For a period that worked extremely well…

However the market we operate in today looks different to the one that existed even five or six years ago – hybrid working has reshaped where people choose to live, rents have risen quickly, development accelerated at pace and now planning pipelines are beginning to slow again.

At the same time regulatory change is introducing fresh uncertainty. If residents can move more easily, investors and lenders inevitably ask harder questions about income stability. The comfort that once came with fixed-term forecasting begins to weaken.

Some operators are already responding intelligently. Large portfolios allow residents to move between units or even between buildings within the same brand. That approach keeps people inside the ecosystem rather than losing them entirely. Churn becomes managed migration.

Of course, not every scheme has that option.

For a single-asset scheme, every departure is felt more directly. The effect can be even sharper where the resident profile is younger and more mobile. Flexibility is attractive to residents, but it also means volatility becomes part of the operating model whether operators like it or not.

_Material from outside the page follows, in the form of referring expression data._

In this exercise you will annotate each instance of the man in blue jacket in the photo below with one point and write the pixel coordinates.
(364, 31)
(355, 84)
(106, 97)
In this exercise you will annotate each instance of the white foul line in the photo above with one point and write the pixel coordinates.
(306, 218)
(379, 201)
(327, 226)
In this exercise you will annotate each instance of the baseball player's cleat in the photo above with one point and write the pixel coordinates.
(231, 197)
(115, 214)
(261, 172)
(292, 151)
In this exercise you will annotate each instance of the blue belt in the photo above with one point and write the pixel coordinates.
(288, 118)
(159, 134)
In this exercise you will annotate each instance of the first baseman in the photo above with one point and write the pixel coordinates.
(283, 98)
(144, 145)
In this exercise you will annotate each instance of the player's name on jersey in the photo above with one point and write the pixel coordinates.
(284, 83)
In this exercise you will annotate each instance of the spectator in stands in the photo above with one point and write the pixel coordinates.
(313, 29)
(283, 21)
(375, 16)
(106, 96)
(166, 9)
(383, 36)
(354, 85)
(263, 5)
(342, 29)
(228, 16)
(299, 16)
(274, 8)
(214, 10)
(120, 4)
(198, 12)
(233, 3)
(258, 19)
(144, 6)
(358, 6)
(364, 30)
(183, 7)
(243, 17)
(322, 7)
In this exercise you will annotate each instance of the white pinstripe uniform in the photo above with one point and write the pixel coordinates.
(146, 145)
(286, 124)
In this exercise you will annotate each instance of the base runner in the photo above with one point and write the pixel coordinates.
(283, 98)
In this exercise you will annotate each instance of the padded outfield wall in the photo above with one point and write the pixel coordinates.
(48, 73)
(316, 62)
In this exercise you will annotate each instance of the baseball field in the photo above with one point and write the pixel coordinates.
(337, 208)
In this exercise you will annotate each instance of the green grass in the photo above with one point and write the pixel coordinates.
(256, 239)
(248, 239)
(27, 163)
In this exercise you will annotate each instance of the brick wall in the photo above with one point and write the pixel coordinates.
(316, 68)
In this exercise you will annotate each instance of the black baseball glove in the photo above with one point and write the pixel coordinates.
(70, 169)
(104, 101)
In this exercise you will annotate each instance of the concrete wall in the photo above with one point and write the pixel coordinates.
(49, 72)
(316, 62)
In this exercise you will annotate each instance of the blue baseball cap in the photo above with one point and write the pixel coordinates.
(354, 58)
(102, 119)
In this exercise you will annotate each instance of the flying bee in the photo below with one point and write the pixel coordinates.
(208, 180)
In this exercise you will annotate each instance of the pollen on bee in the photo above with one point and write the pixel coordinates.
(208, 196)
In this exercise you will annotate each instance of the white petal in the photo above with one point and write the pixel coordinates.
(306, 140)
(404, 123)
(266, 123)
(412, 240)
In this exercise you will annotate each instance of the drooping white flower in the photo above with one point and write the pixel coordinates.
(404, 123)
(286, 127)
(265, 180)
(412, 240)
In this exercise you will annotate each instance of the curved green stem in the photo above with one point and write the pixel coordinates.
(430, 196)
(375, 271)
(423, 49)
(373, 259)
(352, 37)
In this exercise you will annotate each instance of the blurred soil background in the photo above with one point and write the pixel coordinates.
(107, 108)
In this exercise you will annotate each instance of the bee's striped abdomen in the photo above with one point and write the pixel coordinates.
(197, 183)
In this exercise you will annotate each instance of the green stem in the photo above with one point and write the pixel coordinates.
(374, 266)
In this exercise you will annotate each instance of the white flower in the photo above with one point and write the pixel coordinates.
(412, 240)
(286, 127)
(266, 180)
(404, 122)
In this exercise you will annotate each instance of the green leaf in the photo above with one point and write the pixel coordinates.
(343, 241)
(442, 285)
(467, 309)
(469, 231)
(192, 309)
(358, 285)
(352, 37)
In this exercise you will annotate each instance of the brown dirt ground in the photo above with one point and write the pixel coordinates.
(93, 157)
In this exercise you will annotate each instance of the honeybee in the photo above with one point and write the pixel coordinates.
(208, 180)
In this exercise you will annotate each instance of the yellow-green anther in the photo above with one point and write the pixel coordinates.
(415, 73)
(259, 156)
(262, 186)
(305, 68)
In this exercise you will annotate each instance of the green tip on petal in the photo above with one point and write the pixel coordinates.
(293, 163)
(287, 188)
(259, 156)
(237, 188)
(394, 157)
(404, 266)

That is why the conversation around retention is changing

It is not about superficial perks or occasional events – residents rarely stay in a building because of pizza nights or rooftop yoga sessions. They stay because the fundamentals work: the lift gets promptly fixed, communication is clear and human rather than bureaucratic, rent reviews are handled sensibly, and reporting is done professionally and clearly, easy to understand rather than buried in long unread documents.

When renewal time arrives, most residents do not open a spreadsheet and conduct a detailed comparison exercise. They ask themselves a far simpler question: is it better to stay here or to move?

If the answer begins to tilt even slightly towards moving, operators will feel the impact.

In Build to Rent, the resident experience is not just a branding exercise, it is a commercial strategy. Operators have always balanced efficiency, cost control and tenant experience, but now they must ensure that experience sits in that balance too, because it has a striking, direct impact on churn.

That’s why retention is the new yield

The first chapter of Build to Rent was about scale – delivering impressive buildings and establishing the sector as a credible institutional asset class. The next chapter will be defined by how well operators manage instability within those assets.

Growth may still dominate the headlines, but behind the scenes, the schemes that perform best will be the ones that quietly, but confidently, hold on to their residents.

In a more fluid tenancy environment, stability becomes valuable in its own right, which is why, in today’s Build to Rent market, retention is starting to look very much like the new yield.